All Your Memories Are Stored By One Weird, Ancient Molecule
Memory works in what way? The deeper into this we delve, the more questions appear about how memory appeared in the first place. An important breakthrough was achieved in 1995 when the Arc protein was discovered, demonstrating how it contributes to the consolidation of memory through plastic changes in neurons.
The Arc picture just got much more interesting, because this protein is already a big deal. A study published in 2017 in the journal Cell argues that Arc evolved in the brain as a result of a chance encounter millions of years ago. The researchers argued that the arc gene developed as a result of a random chance encounter. Like how scientists say that our cells’ mitochondria come from bacteria that our ancient ancestors ingested, the Arc protein came from a virus that our ancient ancestors ingested.
After capturing an image of Arc which looked remarkably like a viral capsid, the enveloping protein coat within which a virus’s genetic material resides for carriage to host cells, the researchers knew they were onto something.
Jason Shepherd, an assistant professor of neurobiology at the University of Utah, a study coauthor, says, “At the time, we knew little about Arc’s function or evolutionary history.” Arc is one of Shepherd’s research interests. To be honest, I almost stopped caring about the protein. Our curiosity was piqued as soon as we saw the capsids.”
Proteins in the brain do not last very long, despite memories lasting nearly a lifetime, which challenges neuroscientists’ understanding of memory. Memory consolidation requires plastic changes in neuron structures, which means that the neuron structure must change as a result.
Arc plays a role in this. The results of previous research on rats showed that Arc disrupted memory consolidation, suggesting Arc is essential to neuroplasticity.
These findings suggest Arc’s viral origin, a finding that scientists never expected to discover.
As a means of verifying this theory, the team tested whether Arc is really acting as a virus. According to research, the Arc capsid contains its own RNA. They found that when the Arc capsids were introduced into a mouse brain cell culture, their RNA was transferred — just as it is with viral infections.
In a statement, the study’s lead author, postdoctoral fellow Elissa Pastuzyn, Ph.D., says, “We knew Arc was unusual in many ways, but we were stunned when we realized it could transport RNA cell-to-cell.” We are unaware of any non-viral proteins acting this way.

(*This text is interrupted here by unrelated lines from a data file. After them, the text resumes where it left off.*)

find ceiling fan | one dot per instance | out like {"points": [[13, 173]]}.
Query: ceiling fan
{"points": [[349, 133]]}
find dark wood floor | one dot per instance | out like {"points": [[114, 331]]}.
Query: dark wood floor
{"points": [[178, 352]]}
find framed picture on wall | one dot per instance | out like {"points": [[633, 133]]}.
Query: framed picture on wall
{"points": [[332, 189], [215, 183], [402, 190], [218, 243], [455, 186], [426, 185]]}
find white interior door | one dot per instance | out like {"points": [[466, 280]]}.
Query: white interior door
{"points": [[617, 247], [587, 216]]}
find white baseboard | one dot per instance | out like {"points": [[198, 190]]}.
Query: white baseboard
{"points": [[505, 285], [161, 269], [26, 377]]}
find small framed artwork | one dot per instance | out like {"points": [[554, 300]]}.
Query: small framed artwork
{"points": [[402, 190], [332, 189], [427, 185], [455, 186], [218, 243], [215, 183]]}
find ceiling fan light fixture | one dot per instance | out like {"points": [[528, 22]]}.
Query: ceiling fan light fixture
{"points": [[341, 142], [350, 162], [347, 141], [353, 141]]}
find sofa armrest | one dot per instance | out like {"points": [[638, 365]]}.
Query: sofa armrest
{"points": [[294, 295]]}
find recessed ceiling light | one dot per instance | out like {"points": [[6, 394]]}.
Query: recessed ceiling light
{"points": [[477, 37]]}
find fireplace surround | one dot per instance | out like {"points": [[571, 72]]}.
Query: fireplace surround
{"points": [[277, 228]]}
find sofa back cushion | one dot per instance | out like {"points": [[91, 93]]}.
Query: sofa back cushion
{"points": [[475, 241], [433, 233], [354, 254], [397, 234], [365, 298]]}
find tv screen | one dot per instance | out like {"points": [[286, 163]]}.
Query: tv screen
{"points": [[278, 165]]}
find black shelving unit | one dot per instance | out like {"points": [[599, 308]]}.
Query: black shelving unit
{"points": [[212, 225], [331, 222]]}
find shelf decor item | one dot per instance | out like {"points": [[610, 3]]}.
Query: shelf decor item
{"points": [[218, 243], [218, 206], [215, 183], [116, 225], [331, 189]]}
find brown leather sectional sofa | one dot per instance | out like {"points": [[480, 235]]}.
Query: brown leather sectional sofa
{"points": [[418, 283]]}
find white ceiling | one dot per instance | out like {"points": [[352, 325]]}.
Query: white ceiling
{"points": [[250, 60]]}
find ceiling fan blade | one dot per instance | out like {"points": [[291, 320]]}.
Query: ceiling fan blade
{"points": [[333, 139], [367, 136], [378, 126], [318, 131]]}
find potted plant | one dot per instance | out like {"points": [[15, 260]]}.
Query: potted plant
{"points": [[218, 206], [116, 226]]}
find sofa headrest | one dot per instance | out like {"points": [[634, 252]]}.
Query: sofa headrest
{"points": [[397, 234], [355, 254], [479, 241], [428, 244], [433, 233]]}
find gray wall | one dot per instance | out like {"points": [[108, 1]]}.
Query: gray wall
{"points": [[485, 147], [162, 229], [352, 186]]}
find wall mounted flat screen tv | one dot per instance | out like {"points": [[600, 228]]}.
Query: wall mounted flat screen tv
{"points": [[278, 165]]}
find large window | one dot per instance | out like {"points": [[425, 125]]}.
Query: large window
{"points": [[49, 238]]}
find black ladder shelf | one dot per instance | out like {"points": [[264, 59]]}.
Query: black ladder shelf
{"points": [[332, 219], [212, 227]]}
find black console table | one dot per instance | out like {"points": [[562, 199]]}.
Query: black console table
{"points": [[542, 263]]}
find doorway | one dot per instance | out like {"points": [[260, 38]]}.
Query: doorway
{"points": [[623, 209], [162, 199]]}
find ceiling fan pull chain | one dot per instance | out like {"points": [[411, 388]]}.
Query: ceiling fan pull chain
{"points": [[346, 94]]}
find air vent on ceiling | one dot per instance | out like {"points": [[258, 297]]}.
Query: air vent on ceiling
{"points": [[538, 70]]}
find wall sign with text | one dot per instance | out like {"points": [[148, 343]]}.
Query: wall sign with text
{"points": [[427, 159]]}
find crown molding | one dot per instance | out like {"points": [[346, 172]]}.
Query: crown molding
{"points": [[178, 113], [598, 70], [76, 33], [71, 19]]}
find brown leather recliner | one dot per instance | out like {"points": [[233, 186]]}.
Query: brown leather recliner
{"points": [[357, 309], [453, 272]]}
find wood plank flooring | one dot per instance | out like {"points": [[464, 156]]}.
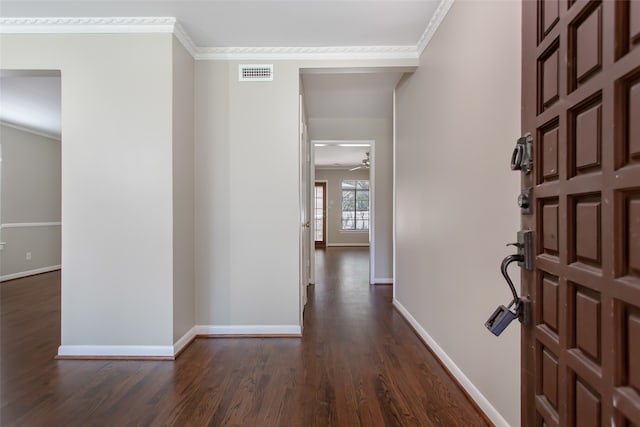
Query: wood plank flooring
{"points": [[358, 364]]}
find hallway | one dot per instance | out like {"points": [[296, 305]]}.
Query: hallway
{"points": [[359, 363]]}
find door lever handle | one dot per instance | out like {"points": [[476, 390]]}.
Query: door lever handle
{"points": [[503, 316], [503, 269]]}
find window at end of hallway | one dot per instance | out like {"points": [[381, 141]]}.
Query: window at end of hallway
{"points": [[355, 205]]}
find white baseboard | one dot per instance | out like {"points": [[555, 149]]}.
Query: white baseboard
{"points": [[115, 351], [29, 273], [267, 330], [471, 389], [346, 245], [179, 345]]}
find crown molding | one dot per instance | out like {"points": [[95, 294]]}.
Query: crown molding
{"points": [[34, 131], [433, 25], [184, 38], [87, 25], [302, 53], [112, 25]]}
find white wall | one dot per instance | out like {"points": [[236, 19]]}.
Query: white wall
{"points": [[334, 178], [117, 249], [183, 192], [30, 197], [247, 200], [458, 118], [380, 130]]}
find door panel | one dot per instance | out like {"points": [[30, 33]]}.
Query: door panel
{"points": [[581, 103]]}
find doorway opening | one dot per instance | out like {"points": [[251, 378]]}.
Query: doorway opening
{"points": [[30, 177], [320, 214]]}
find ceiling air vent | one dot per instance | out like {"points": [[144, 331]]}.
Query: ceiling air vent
{"points": [[255, 73]]}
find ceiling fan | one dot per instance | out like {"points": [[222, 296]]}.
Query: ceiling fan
{"points": [[364, 165]]}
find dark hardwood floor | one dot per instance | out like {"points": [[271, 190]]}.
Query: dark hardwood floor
{"points": [[358, 364]]}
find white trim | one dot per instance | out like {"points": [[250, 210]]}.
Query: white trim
{"points": [[305, 52], [184, 38], [116, 351], [433, 25], [179, 345], [30, 130], [30, 224], [393, 194], [87, 25], [348, 244], [22, 274], [465, 382], [168, 24], [372, 212], [293, 330]]}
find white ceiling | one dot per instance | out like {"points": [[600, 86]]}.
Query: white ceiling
{"points": [[246, 23], [261, 23], [31, 99], [334, 156]]}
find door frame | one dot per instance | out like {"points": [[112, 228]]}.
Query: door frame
{"points": [[372, 168], [324, 183]]}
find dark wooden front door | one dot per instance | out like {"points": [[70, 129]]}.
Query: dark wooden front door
{"points": [[581, 103]]}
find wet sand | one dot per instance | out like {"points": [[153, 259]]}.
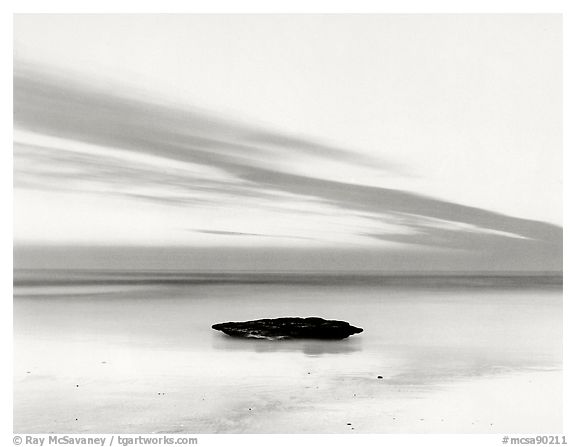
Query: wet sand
{"points": [[142, 358]]}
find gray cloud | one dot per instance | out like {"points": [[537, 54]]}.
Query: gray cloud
{"points": [[56, 107]]}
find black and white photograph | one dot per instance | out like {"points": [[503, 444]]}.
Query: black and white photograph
{"points": [[288, 224]]}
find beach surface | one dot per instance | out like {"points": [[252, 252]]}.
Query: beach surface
{"points": [[134, 352]]}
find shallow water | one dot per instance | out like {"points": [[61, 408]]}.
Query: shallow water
{"points": [[135, 352]]}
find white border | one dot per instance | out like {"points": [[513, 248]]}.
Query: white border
{"points": [[295, 6]]}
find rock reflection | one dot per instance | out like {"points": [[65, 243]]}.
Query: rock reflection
{"points": [[306, 346]]}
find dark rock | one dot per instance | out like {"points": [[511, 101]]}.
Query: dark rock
{"points": [[289, 327]]}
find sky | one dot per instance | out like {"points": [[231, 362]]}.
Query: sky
{"points": [[292, 142]]}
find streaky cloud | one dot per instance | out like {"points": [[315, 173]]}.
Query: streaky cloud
{"points": [[55, 106]]}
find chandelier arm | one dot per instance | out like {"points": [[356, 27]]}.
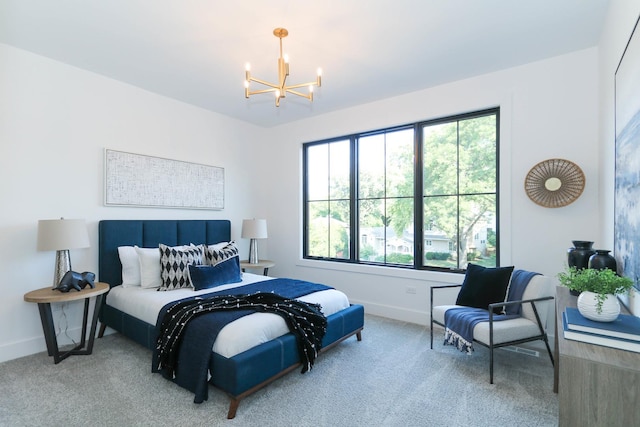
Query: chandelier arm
{"points": [[300, 85], [257, 92], [295, 92], [262, 82]]}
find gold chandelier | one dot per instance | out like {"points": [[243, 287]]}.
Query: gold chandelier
{"points": [[280, 89]]}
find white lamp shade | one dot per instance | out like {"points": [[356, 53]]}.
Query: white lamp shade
{"points": [[254, 229], [61, 234]]}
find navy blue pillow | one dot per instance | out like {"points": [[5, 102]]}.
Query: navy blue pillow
{"points": [[483, 286], [210, 276]]}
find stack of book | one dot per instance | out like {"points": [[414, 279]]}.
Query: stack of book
{"points": [[622, 333]]}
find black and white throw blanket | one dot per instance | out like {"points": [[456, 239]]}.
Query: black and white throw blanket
{"points": [[187, 329]]}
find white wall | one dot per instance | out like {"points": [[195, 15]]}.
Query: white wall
{"points": [[621, 18], [55, 122], [548, 109]]}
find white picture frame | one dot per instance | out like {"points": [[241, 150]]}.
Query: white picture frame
{"points": [[147, 181]]}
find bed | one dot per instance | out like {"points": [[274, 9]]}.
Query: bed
{"points": [[239, 374]]}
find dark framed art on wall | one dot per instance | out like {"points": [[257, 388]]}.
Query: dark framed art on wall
{"points": [[627, 160]]}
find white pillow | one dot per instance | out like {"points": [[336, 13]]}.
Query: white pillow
{"points": [[149, 259], [130, 266]]}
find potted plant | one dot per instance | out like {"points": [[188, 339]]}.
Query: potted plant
{"points": [[598, 290]]}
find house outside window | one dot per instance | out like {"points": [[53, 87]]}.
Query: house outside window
{"points": [[420, 196]]}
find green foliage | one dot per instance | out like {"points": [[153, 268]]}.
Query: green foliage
{"points": [[396, 258], [600, 282], [437, 255]]}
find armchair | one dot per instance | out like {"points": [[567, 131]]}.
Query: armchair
{"points": [[530, 325]]}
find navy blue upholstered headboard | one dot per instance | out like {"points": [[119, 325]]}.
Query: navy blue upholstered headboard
{"points": [[149, 234]]}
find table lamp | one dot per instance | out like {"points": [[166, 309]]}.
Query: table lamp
{"points": [[60, 235], [254, 229]]}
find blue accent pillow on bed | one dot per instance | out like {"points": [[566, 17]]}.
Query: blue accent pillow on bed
{"points": [[210, 276], [483, 286]]}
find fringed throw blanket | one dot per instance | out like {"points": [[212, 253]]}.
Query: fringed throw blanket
{"points": [[185, 357], [460, 321], [305, 321]]}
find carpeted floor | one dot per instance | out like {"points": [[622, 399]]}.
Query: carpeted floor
{"points": [[391, 378]]}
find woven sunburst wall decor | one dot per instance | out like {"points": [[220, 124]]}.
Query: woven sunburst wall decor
{"points": [[554, 183]]}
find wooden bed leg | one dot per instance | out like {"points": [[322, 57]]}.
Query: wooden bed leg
{"points": [[103, 326], [233, 407]]}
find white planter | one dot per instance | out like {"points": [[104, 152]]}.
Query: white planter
{"points": [[587, 306]]}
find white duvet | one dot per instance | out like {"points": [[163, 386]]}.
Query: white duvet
{"points": [[239, 335]]}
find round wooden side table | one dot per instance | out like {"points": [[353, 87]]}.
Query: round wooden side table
{"points": [[45, 296]]}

A retrotransposon, the ancestor of modern retroviruses, collected its DNA in a four-legged mammal between 350 and 400 million years ago, researchers believe. Several retrotransposons may have been created at the same time. The conclusions of this research complicate our understanding of life’s evolutionary past. The mutations that made us who we are today did not just happen by chance, we actually borrowed biology from other cells and organisms to make us. Our DNA is infused with theirs.
This gene is involved in the generation of synaptic plasticity in mammalian brain, as well as various types of information storage. The molecular function of Arc and its evolutionary origins remain largely unknown. A structure derived from Arc encapsulates RNA by self-assembling into a virus-like capsid. Arc protein, which is endogenous to neurons, is released from extracellular vesicles that allow Arc mRNA to cross into new target cells, where it is translated activity-dependently. The mRNA of Arc can be transferred into the cytoplasm of neurons by endocytosed Arc capsids. In these results, Arc shares many of the molecular properties of its retroviral Gag counterpart. Retrotransposons Ty3/gypsy are also ancestors to retroviruses, and Arc originates from a vertebrate lineage of those retrotransposons. According to our findings, Gag retroelements have been used to mediate intercellular communication within the nervous system during evolution.